Perodua Kelisa 1.0 GXi "This is without doubt the worst car, not just in its category but in the world. It has a top speed of 88mph but takes so long to reach it that no one has ever lived long enough to verify the claim, the inside is tackier than Anthea Turner’s wedding and you don’t want to think what would happen if it bumped into a lamppost. "Also its name sounds like a disease."

On the GT (Between Hammond and Clarkson) Hammond: So with that, the Ford GT gets 75 miles per tank. Jeremy, how far is it to work from your house?" Clarkson: "76 miles..."

"I mean let's be honest about the Bently, it's simply a Volkswagen with some wood grain."

Britain's nuclear submarines have been deemed unsafe... probably because they don't have wheel-chair access.

It has dials the size of a fat spaniels face.

Don't do that, tortoise!

It's like God having really unusual sex. (On the sound of the Ferrari 430 Scuderia)

-On the Morgan Aero 8 Clarkson: You spent money on that? Hammond: Yeah. why not? Clarkson: Thats like saying 'Well, I've had marriage proposals from Angelina Jolie, Penelope Cruz, Natalie Portman, but no, I'm going to marry John McCrirrick'

Shut up with all your terrible banter!!!

These newer supercars are much kinder to the environment as well. For example, this one here: the only thing coming out of its tailpipes are baby foxes.

On the Porsche Boxster “It couldn't pull a greased stick out of a pig’s bottom.

I would buy that car if I was the sort of person who looked at their sister and thought, mmmmmm.

poopoopoopoopoopoopoop

Tonight.. Leon finds a bin, Jack sanders takes over the bin, And James may, eats the bin.

It's not a torch! It's a RAMPANT RABBIT!!
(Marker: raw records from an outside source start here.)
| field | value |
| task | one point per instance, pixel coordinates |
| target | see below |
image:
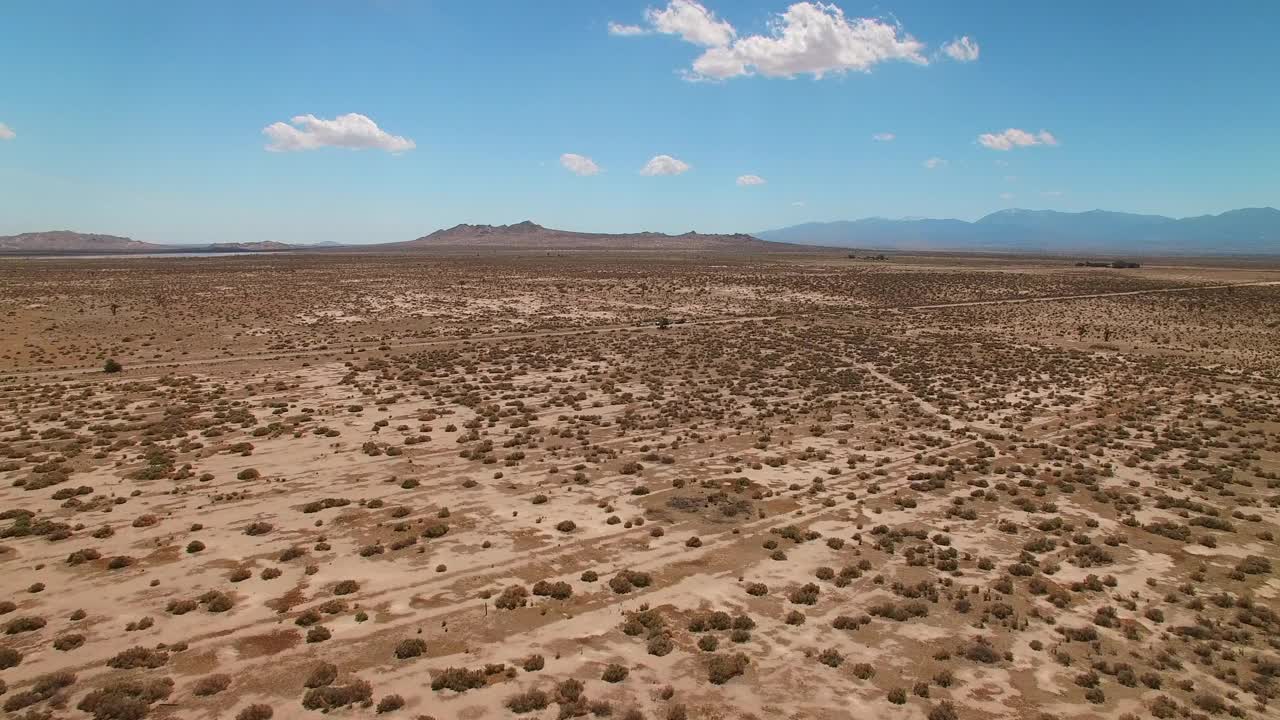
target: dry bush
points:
(458, 679)
(256, 711)
(410, 647)
(137, 657)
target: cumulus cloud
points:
(693, 22)
(809, 39)
(1014, 137)
(961, 49)
(579, 164)
(352, 131)
(664, 165)
(625, 30)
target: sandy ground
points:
(822, 488)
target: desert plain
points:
(695, 486)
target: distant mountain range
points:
(1252, 231)
(531, 236)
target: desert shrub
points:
(661, 645)
(944, 711)
(23, 625)
(181, 606)
(832, 657)
(211, 684)
(138, 656)
(804, 595)
(119, 563)
(568, 691)
(256, 711)
(82, 556)
(512, 597)
(44, 688)
(391, 703)
(126, 698)
(458, 679)
(528, 701)
(411, 647)
(558, 589)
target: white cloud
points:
(1014, 137)
(352, 131)
(579, 164)
(809, 39)
(961, 50)
(664, 165)
(691, 22)
(625, 30)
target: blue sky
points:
(147, 118)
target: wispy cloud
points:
(1014, 137)
(961, 49)
(691, 22)
(351, 131)
(808, 37)
(579, 164)
(626, 31)
(664, 165)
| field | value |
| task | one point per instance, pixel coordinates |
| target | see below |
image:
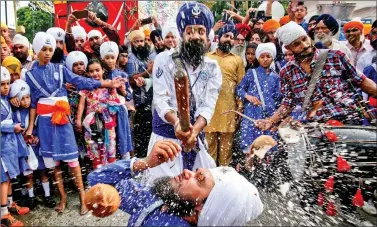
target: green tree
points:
(34, 21)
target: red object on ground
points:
(343, 165)
(329, 184)
(331, 136)
(320, 199)
(331, 209)
(358, 199)
(334, 123)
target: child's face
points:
(25, 101)
(110, 61)
(14, 76)
(45, 54)
(95, 71)
(5, 87)
(79, 68)
(250, 55)
(265, 60)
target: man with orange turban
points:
(355, 40)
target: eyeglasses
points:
(352, 30)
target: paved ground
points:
(277, 212)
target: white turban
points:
(75, 56)
(42, 39)
(5, 75)
(109, 48)
(78, 32)
(266, 48)
(21, 40)
(19, 88)
(170, 27)
(290, 32)
(58, 33)
(94, 33)
(233, 201)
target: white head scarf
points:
(58, 33)
(170, 27)
(109, 48)
(233, 201)
(94, 33)
(5, 75)
(78, 32)
(290, 32)
(19, 88)
(20, 39)
(266, 48)
(75, 56)
(42, 39)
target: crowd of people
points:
(71, 97)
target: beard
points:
(58, 55)
(22, 56)
(323, 38)
(141, 52)
(193, 51)
(225, 46)
(163, 188)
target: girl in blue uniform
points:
(109, 54)
(21, 90)
(49, 101)
(10, 155)
(260, 92)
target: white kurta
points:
(206, 82)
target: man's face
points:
(60, 44)
(5, 32)
(79, 43)
(255, 38)
(79, 68)
(194, 186)
(170, 40)
(95, 42)
(148, 40)
(300, 12)
(5, 52)
(195, 32)
(353, 35)
(301, 46)
(21, 52)
(259, 24)
(322, 33)
(123, 59)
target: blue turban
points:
(194, 13)
(228, 27)
(330, 23)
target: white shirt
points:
(206, 90)
(366, 60)
(336, 45)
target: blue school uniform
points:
(123, 129)
(270, 88)
(136, 199)
(56, 141)
(10, 153)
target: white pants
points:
(174, 168)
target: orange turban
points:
(270, 24)
(353, 24)
(367, 29)
(147, 32)
(284, 20)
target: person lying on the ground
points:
(218, 196)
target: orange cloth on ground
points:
(270, 24)
(284, 20)
(60, 111)
(353, 24)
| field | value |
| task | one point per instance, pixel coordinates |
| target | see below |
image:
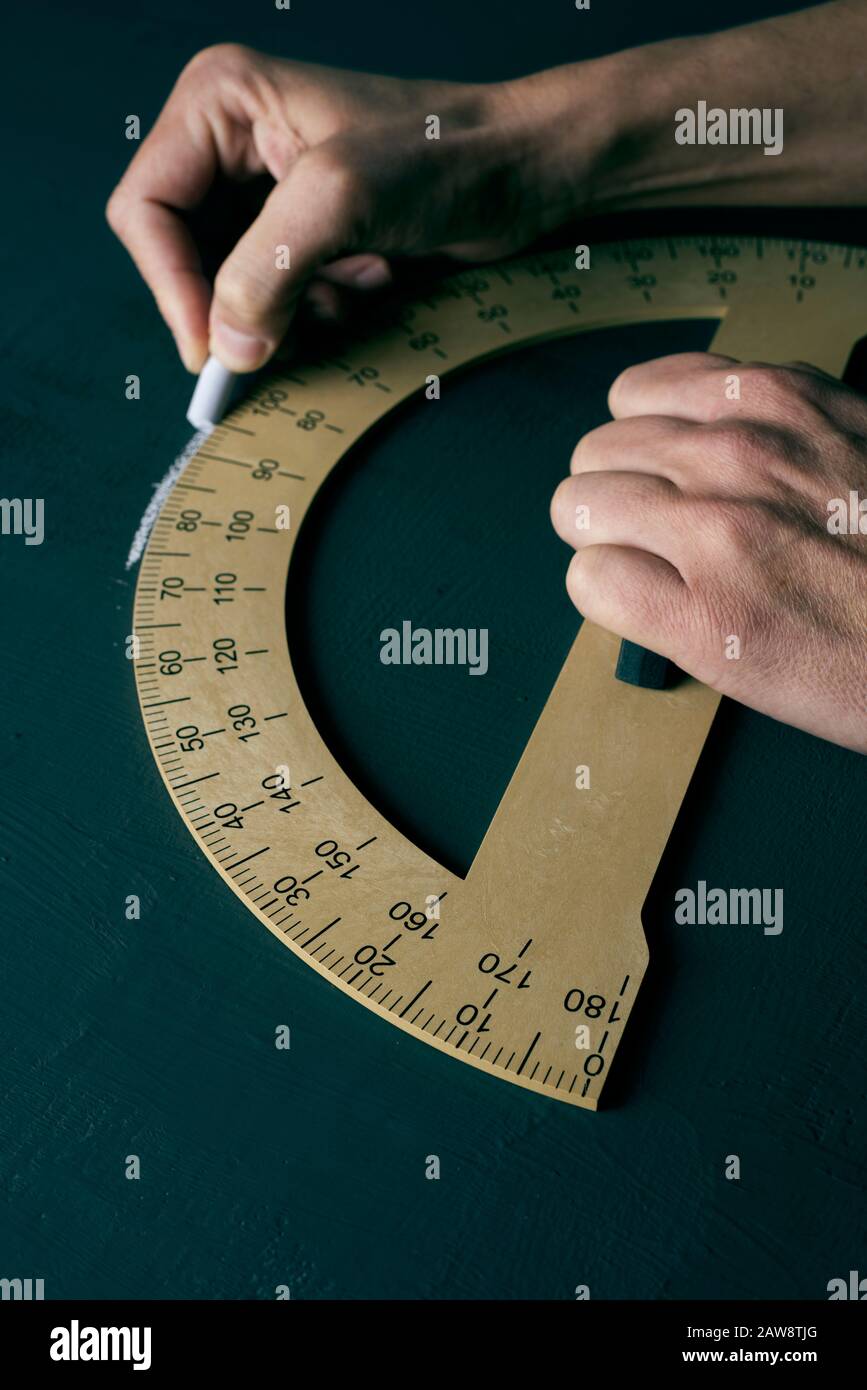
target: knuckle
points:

Jeremy on the Pagani Zonda F Roadster: "This car can be vicious, but in an amusing way, like a shark in a funny hat."

Just because something is unreliable doesn't mean it isn't great. Take, for example, Stephen Hawking. Great man, but most of him doesn't work.

I WONDER WHAT HAPPEN’S WHEN DOCTOR’S WIFE EATS AN APPLE A DAY. Source: Pingzic collection of WhatsApp Status

On the porsche GT2: AAAAAAAAAAAAAAAAAAAAAAAAAAAAAAAAAAAAAAHHHHHHHHHHHH!!!!!!!!!!!!!!!!!!!!!!!!!!!!!!!!! AAAAAAAAAAAAAAAAAAAAHHHHHHHHHHH!!!!!!!!!!!!!!!!!!!!!!!!!! and that concludes my roadroad test of the GT2.

On the Porsche Cayenne: "Honestly, I have seen more attractive gangrenous wounds than this. It has the sex appeal of a camel with gingivitis.

I'll tell you what, Richard. You go around our track on your Hayabusa at top speed and I'll chain smoke and we'll see who dies first.

The Amphibian Car Challenge "Which would come first, summer or James May?"

I believe in speed - power... power and speed solve many things!

tonight... we test drive... a fiat punto. a VW golf and adam burdass

Clarksonisms

Affectionately referred to as Clarksonisms, Top Gear presenter Jeremy Clarkson's quips are the stuff of legends among car enthusiasts...

When you're done here, check out our car fail site!